Best, he had liked the bicycles, ones with huge back wheels and tiny front ones. They looked so unbalanced and so free, Icarus' carefree earthbound cousin, soaring, but never burnt.
It had all started with the schools. No one remembered who first thought of the idea. It made sense. Schools opened at 7:00 and closed at 3:00. All that unused time. All that unused space. Oh, the janitors’ union had made a fuss. But really, no one needed that much time just to clean. And after all, schools weren’t exactly hospitals, were they? Schools didn’t need to be sterilized. It started innocuously — just a few after hours, meetings, a PTA potluck, an Elks’ social or small business dinner, but there was still all that unused space, all that unused time. So many hours! Hadn’t that always been humanity’s problem? Not enough time. Not enough space. Why not make the schools 24 hours?
Oh, some bleeding hearts had protested at first. But they were soon silenced. Mark was lucky. His parents had lived close to the upper level, and he had inherited their apartment. Natural light filtered down the shafts to light the hallways. Below him, the lower levels were lit by compact fluorescents.

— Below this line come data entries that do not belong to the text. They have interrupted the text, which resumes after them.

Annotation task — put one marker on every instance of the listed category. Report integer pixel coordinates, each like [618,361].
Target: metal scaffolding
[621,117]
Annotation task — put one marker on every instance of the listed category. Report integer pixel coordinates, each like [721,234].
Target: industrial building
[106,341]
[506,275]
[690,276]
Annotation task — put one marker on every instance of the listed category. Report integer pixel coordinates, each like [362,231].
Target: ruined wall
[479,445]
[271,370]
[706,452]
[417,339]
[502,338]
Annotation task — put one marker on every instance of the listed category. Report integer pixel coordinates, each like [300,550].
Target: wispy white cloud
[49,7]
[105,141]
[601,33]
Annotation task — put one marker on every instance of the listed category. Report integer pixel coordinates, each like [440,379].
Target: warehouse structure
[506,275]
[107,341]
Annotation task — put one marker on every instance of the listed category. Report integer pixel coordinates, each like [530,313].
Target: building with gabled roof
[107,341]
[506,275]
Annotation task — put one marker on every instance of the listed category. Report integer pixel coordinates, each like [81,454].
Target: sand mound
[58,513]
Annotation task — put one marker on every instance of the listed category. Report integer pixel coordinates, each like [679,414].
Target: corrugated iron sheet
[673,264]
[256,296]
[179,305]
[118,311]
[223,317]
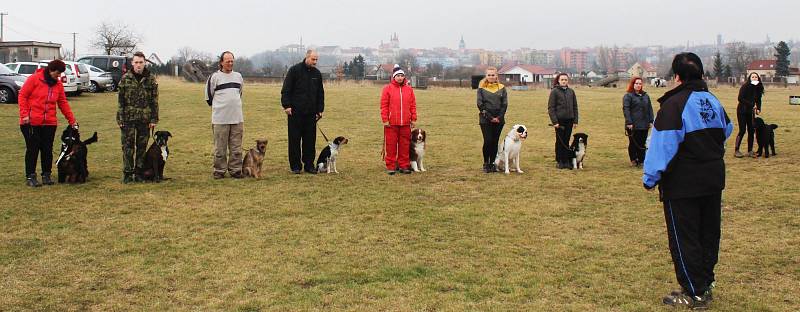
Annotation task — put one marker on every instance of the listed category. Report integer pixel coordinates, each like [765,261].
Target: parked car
[114,64]
[25,68]
[100,79]
[77,77]
[10,83]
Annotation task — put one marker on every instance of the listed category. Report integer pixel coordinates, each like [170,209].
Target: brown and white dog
[509,149]
[417,146]
[254,158]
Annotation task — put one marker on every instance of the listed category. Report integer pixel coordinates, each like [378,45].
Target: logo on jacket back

There had been rumors of an explosion in one of the lowest levels. Mercury had leaked out, an entire tunnel blocked off to prevent contamination. There had been whisperings of deformities. . . . Had the people died of poisoning, affixation, starvation, or thirst? Had they resorted to cannibalism? Were they still alive, some mutant race, cut off by walls of stone and soil? No one knew. No one would ever know. No one wanted to. There had been talk for a while that some of the gases were leaking out. That vapors were even now swirling through the tunnels, causing fevers, hallucinations or worse.
Mark was lucky. He knew that. He had been brought up on the daylight schedule. He had not been switched to night until his junior year in high school. It had seemed fun at first. An adventure, being up past bedtime on a school night. . . . But soon, he grew tired. He had been tired ever since.
Jennifer had grown up switching schedules. Mark first met her in high school on the night schedule. She had been delicate and pale, like some basement plant. She had been tired, even then, even when she was beautiful and young, before her eyes were circled by purple bruises, before she was too fatigued to laugh, or to feel pain.
Mark opened his door into the tunnel. Jay stumbled in front, Mark pulled Francis behind. Jay was first. A door opened into the subway, Jay entered. It closed with a sharp inhale of air sucking Jay down the tunnel. Francis was next. Mark had to bodily lift the little boy into the train. A teacher grabbed him . . . he was gone.
Mark looked after him, worried. There had been a rash of disappearances lately in the tunnels. People fell, or jumped or perhaps were pushed onto the hot, clattering subway tracks. Maybe it was the gases, invisibly altering perceptions and balance? Maybe it was the constant half-light causing madness? No one talked about it.
It shouldn’t be like this, he thought. It shouldn’t be like this . . . the idea grew huge in his mind. Giant. Big as the glowing subway banners he saw on the trains every day and night, big as the tiredness in his wife’s eyes, big as the sky he would never see. Somewhere inside his internal stream a seed implanted, a birth sprouted — bursting into fruition in obscurity.
In the darkness before him, lit by the green luminescent of his hair, a bicycle teetered, balancing incongruously on a tiny front wheel and a mammoth back one. He swung his leg over it, feeling the wind on his face, feeling the breeze caressing his hair. He laughed, raising his arms high above him, pedaling air toward the welcoming train.